Segundo a agência de notícias Mizan, ligada ao judiciário iraniano, os condenados, identificados como Mehdi Ghasemi, Saleh Mohammadi e Saeid Davudi, foram enforcados na cidade de Qom após serem considerados culpados pelo assassinato de dois agentes de segurança e por supostas ligações operacionais com Israel e os Estados Unidos.

Os três foram sentenciados pelo crime de moharebeh ("inimizade contra Deus"), uma acusação prevista na lei islâmica iraniana utilizada em casos relacionados à segurança pública, espionagem e ações consideradas hostis ao Estado.

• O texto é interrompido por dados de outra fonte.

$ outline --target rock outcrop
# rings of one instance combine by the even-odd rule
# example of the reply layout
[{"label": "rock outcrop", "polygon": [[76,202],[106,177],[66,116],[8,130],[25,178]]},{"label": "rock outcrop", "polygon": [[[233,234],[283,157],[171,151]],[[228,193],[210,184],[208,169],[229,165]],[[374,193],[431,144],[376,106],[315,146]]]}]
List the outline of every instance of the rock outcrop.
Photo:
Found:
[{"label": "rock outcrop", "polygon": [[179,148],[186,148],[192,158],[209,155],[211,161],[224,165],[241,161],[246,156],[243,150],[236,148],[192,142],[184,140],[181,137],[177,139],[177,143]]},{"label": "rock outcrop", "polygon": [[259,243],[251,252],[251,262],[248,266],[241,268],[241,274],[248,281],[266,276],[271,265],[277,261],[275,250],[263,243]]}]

De acordo com as autoridades, os fatos remontam ao dia 8 de janeiro, quando os réus teriam atacado agentes de segurança com facas em diferentes pontos da cidade de Qom, resultando na morte de dois oficiais.

Ainda segundo a versão oficial, os réus confessaram os crimes durante o processo judicial e reconstruíram os incidentes em detalhes. A Justiça iraniana também afirmou que as execuções ocorreram após a confirmação das sentenças pela Suprema Corte e a conclusão de todos os trâmites legais, com a presença de advogados de defesa.

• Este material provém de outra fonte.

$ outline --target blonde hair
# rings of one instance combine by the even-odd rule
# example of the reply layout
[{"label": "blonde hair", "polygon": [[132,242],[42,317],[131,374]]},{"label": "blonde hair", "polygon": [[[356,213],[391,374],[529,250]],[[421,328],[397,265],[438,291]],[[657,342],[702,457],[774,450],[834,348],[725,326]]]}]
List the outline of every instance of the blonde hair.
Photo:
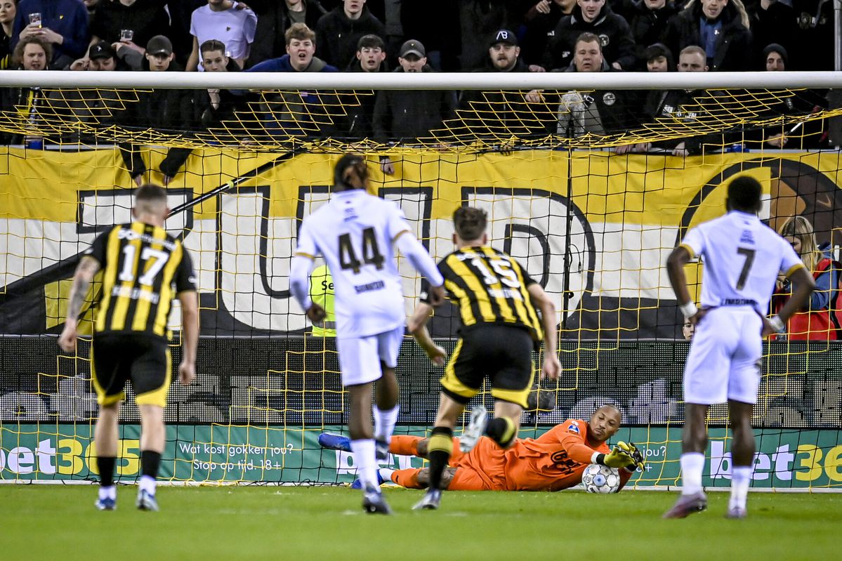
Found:
[{"label": "blonde hair", "polygon": [[784,238],[797,238],[801,242],[801,260],[810,272],[816,270],[816,265],[824,257],[816,243],[816,234],[810,221],[802,216],[792,216],[781,227],[781,235]]}]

No entanto, organizações de direitos humanos contestaram a versão oficial e criticaram duramente as execuções. Entidades como a HRANA, sediada nos EUA, e o grupo Iran Human Rights (IHR), com sede na Noruega, afirmam que os acusados não tiveram acesso a um julgamento justo e que suas confissões teriam sido obtidas sob tortura.

Segundo essas entidades, um dos executados, Saleh Mohammadi, havia completado recentemente 19 anos e era atleta de luta livre, tendo participado de competições internacionais.

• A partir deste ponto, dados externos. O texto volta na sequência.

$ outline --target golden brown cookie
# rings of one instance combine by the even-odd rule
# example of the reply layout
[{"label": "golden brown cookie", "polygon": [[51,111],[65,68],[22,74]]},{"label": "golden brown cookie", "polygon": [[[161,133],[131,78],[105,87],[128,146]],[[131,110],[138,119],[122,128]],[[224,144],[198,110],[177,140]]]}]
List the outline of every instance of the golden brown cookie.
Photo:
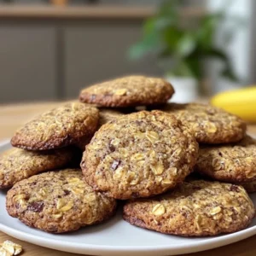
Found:
[{"label": "golden brown cookie", "polygon": [[35,175],[8,191],[9,214],[28,226],[63,233],[100,223],[113,213],[116,201],[94,192],[79,169]]},{"label": "golden brown cookie", "polygon": [[102,107],[131,107],[165,103],[173,93],[172,84],[162,79],[129,76],[87,87],[79,98]]},{"label": "golden brown cookie", "polygon": [[198,103],[168,103],[160,110],[173,113],[195,134],[200,143],[228,143],[238,142],[245,135],[246,124],[224,110]]},{"label": "golden brown cookie", "polygon": [[195,170],[219,181],[256,180],[256,141],[247,136],[237,143],[201,146]]},{"label": "golden brown cookie", "polygon": [[0,189],[12,187],[39,172],[63,167],[71,163],[73,154],[69,148],[48,151],[11,148],[0,156]]},{"label": "golden brown cookie", "polygon": [[200,180],[154,198],[128,201],[123,216],[131,224],[158,232],[205,236],[241,230],[254,214],[241,186]]},{"label": "golden brown cookie", "polygon": [[75,144],[91,136],[98,125],[99,112],[80,102],[67,103],[46,112],[16,131],[11,143],[29,150],[46,150]]},{"label": "golden brown cookie", "polygon": [[100,120],[99,120],[99,126],[105,125],[108,122],[110,122],[122,115],[124,113],[111,109],[111,108],[100,108]]},{"label": "golden brown cookie", "polygon": [[237,183],[236,184],[242,186],[248,193],[256,192],[256,180],[248,183]]},{"label": "golden brown cookie", "polygon": [[116,199],[147,197],[174,188],[190,173],[198,144],[173,115],[142,111],[95,134],[81,167],[94,189]]}]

Os ativistas também alertaram para o risco de novas execuções: "Estamos profundamente preocupados com o risco de execuções em massa de manifestantes e presos políticos em meio à guerra".

A ONG IHR enfatiza ainda que "essas execuções são realizadas para espalhar o medo na sociedade, pois a República Islâmica sabe que a principal ameaça à sua sobrevivência vem do povo iraniano que exige mudanças fundamentais".

Os protestos antigovernamentais de janeiro começaram por motivos econômicos, como o aumento do custo de vida, mas rapidamente se transformaram em manifestações contra o regime iraniano.

A repressão foi intensa e, segundo dados de grupos independentes, o número de mortos supera a marca de 7 mil, enquanto dezenas de milhares de pessoas foram detidas. No entanto, o governo iraniano afirma que 3 mil pessoas morreram durante os distúrbios, incluindo membros das forças de segurança.

O Irã é o segundo país que mais executa pessoas no mundo, atrás apenas da China, segundo grupos de direitos humanos. Dados da Organização das Nações Unidas (ONU) indicam que, somente em 2025, cerca de 1,5 mil pessoas foram executadas ? um aumento de 50% em relação ao ano anterior.